FQE

This module implements the fitted Q evaluation algorithm for offline policy evaluation.

from pycfrl import fqe
class pycfrl.fqe.fqe.FQE(num_actions: int, policy: Agent, model_type: Literal['lm', 'nn'], hidden_dims: list[int] = [32], learning_rate: int | float = 0.1, epochs: int = 500, gamma: int | float = 0.9, is_loss_monitored: bool = True, is_early_stopping_nn: bool = False, test_size_nn: int | float = 0.2, loss_monitoring_patience: int = 10, loss_monitoring_min_delta: int | float = 0.005, early_stopping_patience_nn: int = 10, early_stopping_min_delta_nn: int | float = 0.005, is_q_monitored: bool = True, is_early_stopping_q: bool = False, q_monitoring_patience: int = 5, q_monitoring_min_delta: int | float = 0.005, early_stopping_patience_q: int = 5, early_stopping_min_delta_q: int | float = 0.005)

Bases: object

Implementation of the fitted Q evaluation (FQE) algorithm.

FQE can be used to estimate the value of a policy using offline data.

__init__(num_actions: int, policy: Agent, model_type: Literal['lm', 'nn'], hidden_dims: list[int] = [32], learning_rate: int | float = 0.1, epochs: int = 500, gamma: int | float = 0.9, is_loss_monitored: bool = True, is_early_stopping_nn: bool = False, test_size_nn: int | float = 0.2, loss_monitoring_patience: int = 10, loss_monitoring_min_delta: int | float = 0.005, early_stopping_patience_nn: int = 10, early_stopping_min_delta_nn: int | float = 0.005, is_q_monitored: bool = True, is_early_stopping_q: bool = False, q_monitoring_patience: int = 5, q_monitoring_min_delta: int | float = 0.005, early_stopping_patience_q: int = 5, early_stopping_min_delta_q: int | float = 0.005) None
Args:
num_actions (int):

The total number of legit actions.

policy (Agent):

The policy to be evaluated.

model_type (str):

The type of the model used for learning the Q function.

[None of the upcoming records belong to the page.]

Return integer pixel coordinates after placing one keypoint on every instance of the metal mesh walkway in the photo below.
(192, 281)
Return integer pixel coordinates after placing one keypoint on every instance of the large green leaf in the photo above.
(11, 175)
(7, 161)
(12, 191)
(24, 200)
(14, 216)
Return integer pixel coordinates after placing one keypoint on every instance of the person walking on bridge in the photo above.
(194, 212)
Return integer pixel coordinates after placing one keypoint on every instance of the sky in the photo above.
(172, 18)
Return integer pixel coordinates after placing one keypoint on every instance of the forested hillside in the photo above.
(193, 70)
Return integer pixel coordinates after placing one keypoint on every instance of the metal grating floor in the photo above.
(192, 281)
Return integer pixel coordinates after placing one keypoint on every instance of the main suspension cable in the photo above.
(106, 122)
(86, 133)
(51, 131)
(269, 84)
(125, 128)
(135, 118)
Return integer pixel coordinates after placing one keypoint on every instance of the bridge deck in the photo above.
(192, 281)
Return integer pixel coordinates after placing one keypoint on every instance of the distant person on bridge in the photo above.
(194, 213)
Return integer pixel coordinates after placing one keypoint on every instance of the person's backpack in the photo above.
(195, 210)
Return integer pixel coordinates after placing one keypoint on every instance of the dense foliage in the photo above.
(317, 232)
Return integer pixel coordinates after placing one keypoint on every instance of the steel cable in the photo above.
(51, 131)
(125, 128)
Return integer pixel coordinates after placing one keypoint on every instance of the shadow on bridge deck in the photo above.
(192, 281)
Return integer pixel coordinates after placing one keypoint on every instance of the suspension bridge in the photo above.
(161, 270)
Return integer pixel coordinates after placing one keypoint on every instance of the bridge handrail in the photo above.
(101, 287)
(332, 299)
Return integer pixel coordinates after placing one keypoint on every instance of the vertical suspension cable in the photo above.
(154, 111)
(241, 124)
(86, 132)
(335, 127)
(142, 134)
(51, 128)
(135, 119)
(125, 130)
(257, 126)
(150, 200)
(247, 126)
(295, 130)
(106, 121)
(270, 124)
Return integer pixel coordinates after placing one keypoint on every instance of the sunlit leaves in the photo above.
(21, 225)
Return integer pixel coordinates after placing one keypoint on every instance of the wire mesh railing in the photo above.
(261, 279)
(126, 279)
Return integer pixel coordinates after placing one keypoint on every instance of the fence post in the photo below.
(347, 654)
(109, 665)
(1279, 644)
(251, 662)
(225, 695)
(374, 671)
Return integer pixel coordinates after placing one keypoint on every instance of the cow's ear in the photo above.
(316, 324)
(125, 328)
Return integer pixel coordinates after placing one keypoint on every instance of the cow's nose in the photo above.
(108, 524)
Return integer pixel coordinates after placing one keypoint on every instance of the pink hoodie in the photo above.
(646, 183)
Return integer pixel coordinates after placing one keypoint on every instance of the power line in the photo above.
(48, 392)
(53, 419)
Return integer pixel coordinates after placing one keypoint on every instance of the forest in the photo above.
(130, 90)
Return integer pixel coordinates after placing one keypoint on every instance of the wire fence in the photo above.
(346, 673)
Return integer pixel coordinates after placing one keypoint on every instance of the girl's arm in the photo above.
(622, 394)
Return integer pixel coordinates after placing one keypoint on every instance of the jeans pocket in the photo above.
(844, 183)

Can be “lm” (polynomial regression) or “nn” (neural network). Currently, only ‘nn’ is supported.

hidden_dims (list[int], optional):

The hidden dimensions of the neural network. This argument is not used if model_type="lm".

learning_rate (int or float, optional):

The learning rate of the neural network. This argument is not used if model_type="lm".

epochs (int, optional):

The number of training epochs for the neural network. This argument is not used if model_type="lm".

gamma (int or float, optional):

The discount factor for the cumulative discounted reward in the objective function.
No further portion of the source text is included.